2. Support from an impartial advisor
A mentor should be able to give you unbiased critique and fair advice, to help you improve your performance at work. They will also give you a different point of view on the challenges of your role, uninfluenced by office politics or set ways of working. A good mentor should constantly spur you on to improve and move out of your comfort zone into new ways of working.
3. A higher professional profile
As your mentor will be more experienced than you, they are likely to have access to a wider range of professional contacts and could help introduce you to people who will help your career to progress. Being willing to undertake a mentorship scheme shows that you take your career seriously and are willing to invest time and effort into improving yourself, which should help you to be taken seriously both within your organisation and your chosen field.
4. Better career progression
As well as helping you to improve your performance in your current role, mentoring will also increase your professional confidence, help you to be more secure in making decisions and can help develop your ‘soft skills’ like communication, problem-solving and creativity. These will all stand you in good stead as you progress up the career ladder. A mentor will also be able to give you advice on which career path would be best for you.
The benefits of being a mentor
1. Reinforce your own abilities
Teaching others is a great way to bolster your own knowledge of your area of expertise and is a great opportunity for you to take a critical look at your own methods and targets. Discussing how your mentee works can give you a fresh perspective and ideas for new ways of working that could benefit your own practice.
2. Build leadership skills
Mentoring someone can help you to improve your own communication and personal skills, as you need to be able to listen and encourage your mentee, give them advice and help them set achievable goals; all skills that you need in order to successfully manage a team. Mentoring can also boost your confidence and motivation, giving you the impetus to develop your own career.
3. Enhance your CV
Becoming a mentor shows that you take your profession seriously, are willing to take on extra responsibilities and able to support others; all things that are valued by employers. Mentoring helps to develop your professional reputation, as it proves that your expertise and insight are valuable to others. Plus, mentoring will introduce you to more professional contacts working in your field, which is always useful for your career.
4. Gain a sense of fulfilment
Taking part in a mentorship scheme provides great personal satisfaction, as you are not only supporting your mentee, your profession and your sector, but also receiving recognition for the skills and experience you have gained. Plus, mentoring can provide a welcome break from the routine of your day job.

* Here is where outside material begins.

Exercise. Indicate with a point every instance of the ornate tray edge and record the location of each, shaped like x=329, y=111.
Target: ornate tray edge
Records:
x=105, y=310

How can you find a mentor or mentee?
If your own organisation does not offer a formal mentorship scheme, you could ask your managers, colleagues or network of professional contacts for advice. Events, online forums and LinkedIn groups devoted to your field are great places to search for possible mentors. Don’t be nervous about approaching people – it’s very flattering to be asked to become a mentor. Even if they are not actually able to help, they may be able to recommend a contact.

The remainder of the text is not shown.